For what it is, Die Nibelungen turns heads, simply for what it was able to do. Which was having artfully presented special effects while also being a gigantic spectacle. I'm sure it would have blown my mind if I was alive in 1925. Being that I'm not, I can be cynical and say the faces are silly (which they are) but they kind of have to be. So is this worth watching?: if you have any interest in film or silent film, than yes. It might not be one of those personal films (for me at least), but you can at least appreciate the craftsmanship. Otherwise, you should probably jerk off to Lord of the Rings or something, you fucking geek.

Thursday, May 13, 2010

Late 70's Truffaut

So I've had these two films for like two months and not watched them, so I decided to bang these out before I start my summer project. Truffaut again finds himself dealing in a subject that plagues most French men in movies: girls, and simply being able to get too many of them, most troublingly at the same time.

These are not the last films that Truffaut would make before his death, but I'm gonna move on.
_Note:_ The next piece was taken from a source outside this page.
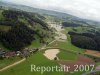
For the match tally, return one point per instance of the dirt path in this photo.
(60, 36)
(9, 66)
(51, 53)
I'm sure I'll get to them at some point, and if not, I think I've watched enough of his films to be able to say this: Truffaut > Godard.

L'homme qiu aimait les femmes (The Man Who Loved Women), 1977
Dir: Francois Truffaut

Pretty far from Truffaut's best, the film does at least try to throw some sympathy on a daring womanizer. Although one message I kind of got from it was that if your mom is a slut, you probably will be too. 40 year old Bertrand (Charles Denner) is a scientist (what?) looking back on his life to figure out what the heck had happened, and why he fucks too much. I guess that's what happens when you get VD. So Bertrand writes a book called "The Skirt Chaser" to recollect many of the relationships he has had. So it gets picked up by a publishing house, where a female editor changes the name to "The Man Who Loved Women" and then they have sex. There's supposed to be something melancholy about this guy knowing exactly what he is and figuring out why he is the way he is, but it never really hit home with me as hard as it should. It's supposed to be a "sex farce" or something but it's only occasionally funny.

L'amour en fuite (Love on the Run), 1979

Dir: Francios Truffaut

Probably the worst film in the Doinel cycle only because it actually tries to wrap a character that really shouldn't be. The "clip-show" style, memory recollections don't help either, at least not for me. Approaching 40, Antoine (J-P Leaud) is getting divorced from Christine (Claude Jade) while trying to juggle time with his son Alphonse, his new girl, Sabine (Dorothée), and his new life as a published author. While sending off his son to music camp (a scene with the funniest line in the movie, Antoine: Remember to practice hard, and always do your best. Alphonse: What if I don't try hard? Antoine: Well, you'll become a music critic, and no one wants that.) he runs into Collete (Marie-France Pisier), his first love and they spend some time on a train talking about their time together (oh, so it's one of those movies). There's stuff about his separation from his wife, his tryst with one of his wife's violin students/friend (Dani), and the nonsense about how Sabine is also dating the man (Daniel Mesguich) that Collete is in love with. All of Antoine's troubled love affairs were recorded in his first book, and that is the basis of how some of the women in it get together and talk about Antoine. This isn't The First Wives Club (1996) but it occasionally feels like it. Antoine is slightly lost throughout most of the movie, which is good thing. The fact that he actually has some ambition is strange though. The movie at least closes on an note where you are not sure if Antoine has made that leap into a settled life, and it's the one time in the film where the clips from an older Doinel film (the scene from 400 Blows (1959) where Antoine is on the tilt-a-whirl) where it matches well with what is happening in Love on the Run. So in the end it is a slightly disappointing film, but worth watching if you liked Antoine and the other films as well.